Conoscenza silenziosa e verità interiore: un viaggio verso la realizzazione

di Matthew Wood.

Una sera, più di trent'anni fa, uscii a cena con un'amica indiana americana che avevo incontrato nell'erboristeria. Era una donna di mezza età, equilibrata e istruita, che viveva in uno dei quartieri più ricchi della città. Non mi aspettavo un'istruzione, ma mentre parlava, iniziai a capire che mi stava insegnando.

Ho imparato più cose sulla medicina quella notte che in qualsiasi altra tre ore. Ora, trent'anni dopo, mi rendo conto che forse avrei dovuto accamparmi sulla sua porta e imparare di più, ma a causa degli stereotipi (i miei Conoscismo), non la consideravo l'esperta che era.

Gli indiani che riflettono i modi tradizionali spesso insegnano con suggerimenti sottili; non vogliono che l'ascoltatore perda la faccia o si senta imposto. Essere un insegnante è una posizione molto delicata. Inoltre, ritengono che le persone dovrebbero avere una sensibilità interiore alla conoscenza impartita. Non dovrebbe essere data via gratuitamente. Dovrebbe, anzi,devono obbligatoriamente: essere lavorato per. Molto è richiesto allo studente, così come all'insegnante. Lo studente che presta attenzione guadagna la conoscenza e rispetta sia la conoscenza che l'insegnante.
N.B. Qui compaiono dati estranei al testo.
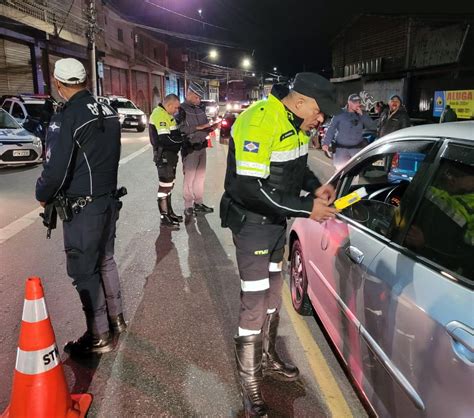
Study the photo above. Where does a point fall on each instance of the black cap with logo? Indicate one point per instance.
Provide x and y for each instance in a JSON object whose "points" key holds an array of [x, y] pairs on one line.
{"points": [[320, 89]]}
Politicamente corretto secondo chi?

A quei tempi, quando ebbe luogo questa conversazione, le persone politicamente corrette si innervosirono quando usarono la parola "indiano" e la sostituirono con "nativo americano". In Canada non andava bene, così adottarono il termine "Prima nazione". In seguito si passò a "indigeno".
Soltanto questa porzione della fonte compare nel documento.